Di sekolah, pertanyaan seputar ini terus diulang. Tentu teman-teman yang lebih senior darinya sudah fasih menjawab. “Siapakah yang menciptakan tangan dan kaki kita?” “Allaaaahhh (SWT),” jawab mereka serempak. Stimulus yang intens ini rupanya lama kelamaan mengendap dan menimbulkan interest dalam benak sulung.

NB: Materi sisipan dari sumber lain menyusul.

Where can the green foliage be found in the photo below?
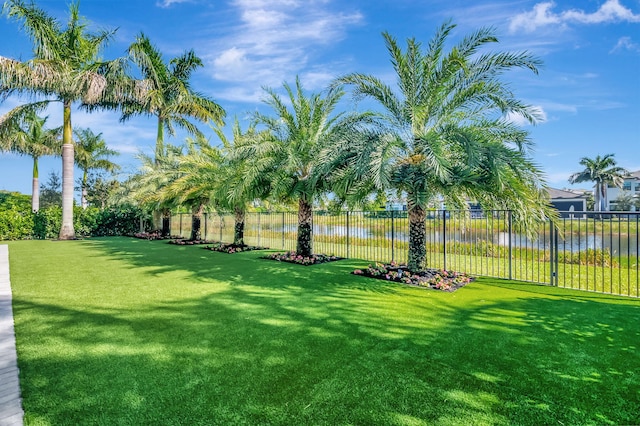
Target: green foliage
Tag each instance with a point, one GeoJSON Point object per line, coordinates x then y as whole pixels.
{"type": "Point", "coordinates": [15, 224]}
{"type": "Point", "coordinates": [120, 220]}
{"type": "Point", "coordinates": [8, 200]}
{"type": "Point", "coordinates": [47, 222]}
{"type": "Point", "coordinates": [18, 222]}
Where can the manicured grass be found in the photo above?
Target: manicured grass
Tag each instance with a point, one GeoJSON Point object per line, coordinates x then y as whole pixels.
{"type": "Point", "coordinates": [125, 331]}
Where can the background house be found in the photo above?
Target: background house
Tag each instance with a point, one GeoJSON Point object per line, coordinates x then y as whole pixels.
{"type": "Point", "coordinates": [568, 201]}
{"type": "Point", "coordinates": [631, 185]}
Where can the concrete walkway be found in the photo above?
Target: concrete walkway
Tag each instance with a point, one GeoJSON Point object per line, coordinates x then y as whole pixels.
{"type": "Point", "coordinates": [11, 412]}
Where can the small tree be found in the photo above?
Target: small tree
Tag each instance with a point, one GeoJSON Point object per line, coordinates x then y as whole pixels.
{"type": "Point", "coordinates": [25, 134]}
{"type": "Point", "coordinates": [92, 154]}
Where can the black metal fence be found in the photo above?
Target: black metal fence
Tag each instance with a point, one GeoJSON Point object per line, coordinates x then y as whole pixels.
{"type": "Point", "coordinates": [588, 251]}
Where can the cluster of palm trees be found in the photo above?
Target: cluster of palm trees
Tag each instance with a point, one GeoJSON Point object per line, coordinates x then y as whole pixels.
{"type": "Point", "coordinates": [442, 132]}
{"type": "Point", "coordinates": [603, 171]}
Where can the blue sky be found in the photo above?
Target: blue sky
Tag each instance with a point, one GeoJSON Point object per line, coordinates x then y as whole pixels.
{"type": "Point", "coordinates": [588, 89]}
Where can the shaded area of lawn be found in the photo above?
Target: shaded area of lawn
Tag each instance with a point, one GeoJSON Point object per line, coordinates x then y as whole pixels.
{"type": "Point", "coordinates": [123, 331]}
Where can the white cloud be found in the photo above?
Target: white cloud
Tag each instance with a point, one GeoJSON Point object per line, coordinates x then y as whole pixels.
{"type": "Point", "coordinates": [625, 43]}
{"type": "Point", "coordinates": [275, 41]}
{"type": "Point", "coordinates": [542, 15]}
{"type": "Point", "coordinates": [519, 120]}
{"type": "Point", "coordinates": [168, 3]}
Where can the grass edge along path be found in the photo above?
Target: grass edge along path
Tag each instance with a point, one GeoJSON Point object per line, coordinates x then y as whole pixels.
{"type": "Point", "coordinates": [125, 331]}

Sekitar satu bulan ke belakang, di malam Jum’at. Sudah menjadi jadwal rutin. Di Kamis malam, aku menyalakan radio dengan gelombang 102,7 FM. Ya, jadwal kajian Tauhid dari KH. Abdullah Gymnastiar. Namanya kajian tauhid, tentu kata yang sering terucap adalah “ALLAH (SWT).” Hingga terlontar sebuah pertanyaan keluar dari mulut mungilnya.
“Bunda, Allah itu siapa?”
Yup. Inilah pertanyaan yang ditunggu-tunggu. Aku menunggu pertanyaan itu keluar dari dirinya sendiri. Ini pertanda akalnya mulai berpikir. Pertanyaannya pun tepat, “Siapa” bukan “Apa”. Ini juga pertanda bahwa sulung tahu Allah (SWT) bukan benda. Tidak ingin hilang kesempatan, langsung kuraih tangannya, mengajaknya berbaring agar lebih rileks.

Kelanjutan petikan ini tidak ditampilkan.